Like a broken record, Master Gardener Bess Moffatt asked folks in line which tree they wanted to take home.
"I'll have one of these," one lady said as she pointed to the Sawtooth oak.
"Okay," Moffatt says and grabs the seedling. "Good luck."
No more instructions are needed.
"Very low maintenance, most of your trees are like that," Moffatt says.
"The main thing to remember is to plant them at the depth they were planted in the nursery originally. There'll be a soil line on the tree that kind of denotes that," Jackson County Extension Services Manager Walter Walker says.
Hundreds of people came by the Pascagoula Recreation Center looking for a free tree.
Post Katrina, healthy ones are in short supply.
"They preserve the soil, they keep erosion down and give wonderful shade. It'll be awhile before these give any shade. Maybe the next generation," Pascagoula resident Anne Moore says.
But that doesn't bother Bryon King. He knows a good looking lawn takes time.

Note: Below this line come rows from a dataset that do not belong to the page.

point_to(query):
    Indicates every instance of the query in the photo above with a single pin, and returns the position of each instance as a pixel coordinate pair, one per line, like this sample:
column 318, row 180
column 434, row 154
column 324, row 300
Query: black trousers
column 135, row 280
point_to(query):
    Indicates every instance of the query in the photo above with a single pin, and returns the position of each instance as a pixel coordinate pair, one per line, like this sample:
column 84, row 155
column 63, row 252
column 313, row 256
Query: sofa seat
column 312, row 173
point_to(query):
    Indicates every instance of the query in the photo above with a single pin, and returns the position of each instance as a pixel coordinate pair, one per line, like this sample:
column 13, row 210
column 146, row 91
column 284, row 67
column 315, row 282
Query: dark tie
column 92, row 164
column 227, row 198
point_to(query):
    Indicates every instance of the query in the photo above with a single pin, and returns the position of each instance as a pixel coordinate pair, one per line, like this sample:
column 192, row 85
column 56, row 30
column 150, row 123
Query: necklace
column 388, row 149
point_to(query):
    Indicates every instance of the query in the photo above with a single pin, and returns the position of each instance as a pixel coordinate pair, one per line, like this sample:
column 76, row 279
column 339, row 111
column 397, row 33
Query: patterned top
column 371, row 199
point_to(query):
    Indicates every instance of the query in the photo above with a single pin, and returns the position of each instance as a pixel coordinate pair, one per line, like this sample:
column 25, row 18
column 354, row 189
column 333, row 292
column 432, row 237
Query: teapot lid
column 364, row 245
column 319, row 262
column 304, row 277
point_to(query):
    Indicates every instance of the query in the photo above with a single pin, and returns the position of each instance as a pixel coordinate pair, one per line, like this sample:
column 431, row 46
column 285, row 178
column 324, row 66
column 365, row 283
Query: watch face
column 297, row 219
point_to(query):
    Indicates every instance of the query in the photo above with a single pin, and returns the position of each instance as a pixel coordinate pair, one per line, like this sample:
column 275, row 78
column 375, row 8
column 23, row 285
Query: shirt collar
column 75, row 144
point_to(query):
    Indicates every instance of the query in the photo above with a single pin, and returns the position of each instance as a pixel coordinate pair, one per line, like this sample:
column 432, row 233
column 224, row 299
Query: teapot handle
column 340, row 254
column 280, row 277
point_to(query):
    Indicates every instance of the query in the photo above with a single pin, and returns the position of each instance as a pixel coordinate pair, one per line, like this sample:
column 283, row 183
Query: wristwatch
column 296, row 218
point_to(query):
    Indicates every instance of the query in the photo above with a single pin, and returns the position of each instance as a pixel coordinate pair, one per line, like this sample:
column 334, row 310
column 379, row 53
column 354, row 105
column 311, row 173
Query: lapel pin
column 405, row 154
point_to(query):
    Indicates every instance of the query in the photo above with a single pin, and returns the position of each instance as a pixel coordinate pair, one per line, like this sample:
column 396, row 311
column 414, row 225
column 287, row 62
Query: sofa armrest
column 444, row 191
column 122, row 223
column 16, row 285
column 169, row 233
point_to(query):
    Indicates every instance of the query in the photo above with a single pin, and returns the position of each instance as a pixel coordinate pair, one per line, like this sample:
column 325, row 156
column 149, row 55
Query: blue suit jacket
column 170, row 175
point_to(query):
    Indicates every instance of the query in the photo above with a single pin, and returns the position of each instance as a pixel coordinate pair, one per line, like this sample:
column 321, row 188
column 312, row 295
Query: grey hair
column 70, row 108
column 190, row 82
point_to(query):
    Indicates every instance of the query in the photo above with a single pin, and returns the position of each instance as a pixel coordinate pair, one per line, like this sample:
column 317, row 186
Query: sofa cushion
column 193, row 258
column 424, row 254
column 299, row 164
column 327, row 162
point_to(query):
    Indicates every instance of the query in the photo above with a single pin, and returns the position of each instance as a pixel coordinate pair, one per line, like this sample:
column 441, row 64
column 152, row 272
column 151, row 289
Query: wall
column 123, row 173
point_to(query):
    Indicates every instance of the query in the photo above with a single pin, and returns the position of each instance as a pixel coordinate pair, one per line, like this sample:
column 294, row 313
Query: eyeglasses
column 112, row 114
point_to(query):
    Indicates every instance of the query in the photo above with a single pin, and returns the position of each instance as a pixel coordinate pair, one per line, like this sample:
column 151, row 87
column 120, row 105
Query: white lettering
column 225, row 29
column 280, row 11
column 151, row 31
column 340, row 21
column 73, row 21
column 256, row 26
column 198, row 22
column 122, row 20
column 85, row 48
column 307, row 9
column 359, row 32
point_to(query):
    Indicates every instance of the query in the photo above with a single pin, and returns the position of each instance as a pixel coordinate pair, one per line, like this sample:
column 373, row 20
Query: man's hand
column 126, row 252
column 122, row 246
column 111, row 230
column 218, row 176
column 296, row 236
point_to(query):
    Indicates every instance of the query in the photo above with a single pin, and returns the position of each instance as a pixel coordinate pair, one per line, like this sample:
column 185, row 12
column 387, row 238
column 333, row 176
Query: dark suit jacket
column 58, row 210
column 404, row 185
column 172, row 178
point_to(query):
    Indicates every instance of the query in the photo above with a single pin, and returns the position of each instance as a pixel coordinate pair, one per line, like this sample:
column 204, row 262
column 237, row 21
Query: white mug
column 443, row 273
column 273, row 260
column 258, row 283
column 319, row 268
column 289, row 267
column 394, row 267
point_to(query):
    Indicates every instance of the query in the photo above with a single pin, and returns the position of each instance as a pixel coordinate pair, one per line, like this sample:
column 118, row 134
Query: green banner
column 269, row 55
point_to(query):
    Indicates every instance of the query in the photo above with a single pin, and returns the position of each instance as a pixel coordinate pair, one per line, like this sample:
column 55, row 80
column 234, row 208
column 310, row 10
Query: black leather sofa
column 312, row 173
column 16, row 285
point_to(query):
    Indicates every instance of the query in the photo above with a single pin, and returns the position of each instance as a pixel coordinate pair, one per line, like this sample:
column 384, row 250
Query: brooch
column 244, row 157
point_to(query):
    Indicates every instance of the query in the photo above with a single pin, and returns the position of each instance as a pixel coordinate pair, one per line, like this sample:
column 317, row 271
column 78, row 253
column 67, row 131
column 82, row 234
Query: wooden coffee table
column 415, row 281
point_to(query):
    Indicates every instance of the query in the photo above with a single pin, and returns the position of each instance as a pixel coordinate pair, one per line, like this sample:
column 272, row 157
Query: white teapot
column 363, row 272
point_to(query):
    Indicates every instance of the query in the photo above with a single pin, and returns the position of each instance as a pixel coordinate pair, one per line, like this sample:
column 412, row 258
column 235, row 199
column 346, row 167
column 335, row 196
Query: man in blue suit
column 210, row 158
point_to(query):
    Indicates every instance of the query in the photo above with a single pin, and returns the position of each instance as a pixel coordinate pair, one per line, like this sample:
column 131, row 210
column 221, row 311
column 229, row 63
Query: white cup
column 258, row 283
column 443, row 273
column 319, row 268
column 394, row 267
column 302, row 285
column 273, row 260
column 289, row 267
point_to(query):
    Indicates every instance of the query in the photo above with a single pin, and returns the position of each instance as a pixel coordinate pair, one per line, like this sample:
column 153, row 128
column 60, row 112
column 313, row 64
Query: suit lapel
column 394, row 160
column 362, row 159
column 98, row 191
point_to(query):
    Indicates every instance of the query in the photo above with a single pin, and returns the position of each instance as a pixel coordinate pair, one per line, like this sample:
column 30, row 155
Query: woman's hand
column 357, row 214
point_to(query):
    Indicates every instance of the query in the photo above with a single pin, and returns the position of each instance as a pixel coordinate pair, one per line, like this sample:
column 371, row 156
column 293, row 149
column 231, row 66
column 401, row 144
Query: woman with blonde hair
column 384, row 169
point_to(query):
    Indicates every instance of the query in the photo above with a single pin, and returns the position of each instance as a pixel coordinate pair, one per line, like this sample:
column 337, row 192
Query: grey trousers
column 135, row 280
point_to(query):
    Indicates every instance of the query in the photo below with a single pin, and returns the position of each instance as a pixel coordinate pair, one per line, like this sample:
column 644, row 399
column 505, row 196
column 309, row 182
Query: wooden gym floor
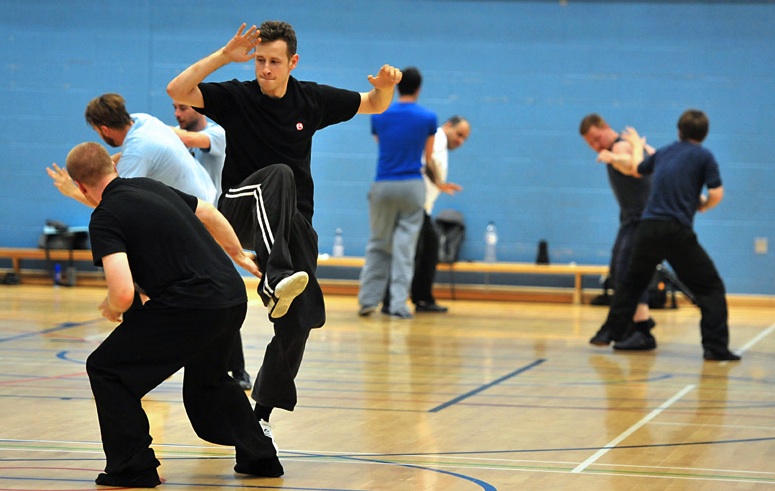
column 491, row 396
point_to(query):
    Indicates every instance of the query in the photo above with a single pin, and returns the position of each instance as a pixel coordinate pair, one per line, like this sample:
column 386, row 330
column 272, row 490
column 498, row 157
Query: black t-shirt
column 261, row 130
column 172, row 256
column 632, row 193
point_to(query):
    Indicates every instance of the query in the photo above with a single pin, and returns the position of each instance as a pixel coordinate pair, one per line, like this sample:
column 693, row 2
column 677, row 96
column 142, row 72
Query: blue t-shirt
column 681, row 170
column 402, row 130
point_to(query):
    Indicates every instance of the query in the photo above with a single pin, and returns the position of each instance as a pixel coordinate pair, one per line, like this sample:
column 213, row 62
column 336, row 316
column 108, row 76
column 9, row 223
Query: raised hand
column 240, row 47
column 387, row 77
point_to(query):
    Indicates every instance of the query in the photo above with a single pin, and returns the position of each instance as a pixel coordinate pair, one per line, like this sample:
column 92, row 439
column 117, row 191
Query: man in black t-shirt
column 631, row 194
column 267, row 181
column 180, row 303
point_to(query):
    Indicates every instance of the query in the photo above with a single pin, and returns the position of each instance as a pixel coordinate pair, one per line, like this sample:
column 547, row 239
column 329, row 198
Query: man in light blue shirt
column 205, row 140
column 149, row 148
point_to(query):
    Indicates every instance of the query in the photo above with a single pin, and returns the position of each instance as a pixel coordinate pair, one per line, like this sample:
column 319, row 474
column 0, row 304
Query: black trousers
column 621, row 254
column 425, row 261
column 656, row 241
column 262, row 210
column 151, row 344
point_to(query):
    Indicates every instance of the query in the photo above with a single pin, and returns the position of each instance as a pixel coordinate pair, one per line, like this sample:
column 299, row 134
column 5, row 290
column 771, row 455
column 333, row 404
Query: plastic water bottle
column 338, row 244
column 490, row 243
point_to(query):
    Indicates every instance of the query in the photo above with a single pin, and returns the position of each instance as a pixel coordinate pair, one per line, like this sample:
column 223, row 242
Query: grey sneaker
column 267, row 429
column 285, row 292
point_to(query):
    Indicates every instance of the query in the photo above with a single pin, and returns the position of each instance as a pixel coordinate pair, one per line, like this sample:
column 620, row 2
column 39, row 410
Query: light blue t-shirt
column 212, row 159
column 152, row 149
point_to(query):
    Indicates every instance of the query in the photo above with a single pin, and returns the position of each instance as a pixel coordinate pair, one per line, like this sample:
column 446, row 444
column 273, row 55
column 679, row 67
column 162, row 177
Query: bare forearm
column 193, row 139
column 183, row 88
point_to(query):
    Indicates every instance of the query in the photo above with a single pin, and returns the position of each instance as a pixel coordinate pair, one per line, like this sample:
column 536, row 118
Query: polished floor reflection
column 491, row 396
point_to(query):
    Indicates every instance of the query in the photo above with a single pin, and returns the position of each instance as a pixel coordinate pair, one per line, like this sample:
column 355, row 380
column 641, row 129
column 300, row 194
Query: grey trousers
column 395, row 218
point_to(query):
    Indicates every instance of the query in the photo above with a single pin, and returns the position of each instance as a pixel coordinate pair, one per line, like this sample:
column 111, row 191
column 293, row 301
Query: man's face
column 457, row 134
column 104, row 133
column 600, row 139
column 187, row 117
column 273, row 67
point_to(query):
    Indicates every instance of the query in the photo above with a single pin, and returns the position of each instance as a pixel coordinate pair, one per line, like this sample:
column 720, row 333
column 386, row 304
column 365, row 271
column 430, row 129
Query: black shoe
column 270, row 467
column 719, row 355
column 604, row 299
column 147, row 479
column 242, row 378
column 602, row 337
column 429, row 307
column 401, row 314
column 637, row 341
column 366, row 310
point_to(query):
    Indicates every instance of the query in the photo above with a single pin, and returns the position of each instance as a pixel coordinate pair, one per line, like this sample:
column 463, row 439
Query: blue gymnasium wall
column 524, row 73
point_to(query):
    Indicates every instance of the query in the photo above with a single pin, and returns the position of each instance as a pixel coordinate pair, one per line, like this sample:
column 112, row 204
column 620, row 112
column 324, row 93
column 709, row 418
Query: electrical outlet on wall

"They make the yard look good. I like to have a pretty yard," King says.
Curtis Nelson stopped by for some seedlings too.
The trees Nelson planted before Katrina aren't doing too well.
"That's what I'm talking about. Get some nature going on here," Nelson says as he plants a tree in his backyard.
Nelson hopes he and this seedling can grow old together.
"It's going to be a few years, but I hope my grand kids be under there one day drinking tea. That'll be all right with me," Nelson adds.
Jackson County, Florida partnered up with Jackson County, Mississippi to donate some of the trees. They brought in some 1500 trees including live oaks, pecan, and green ash.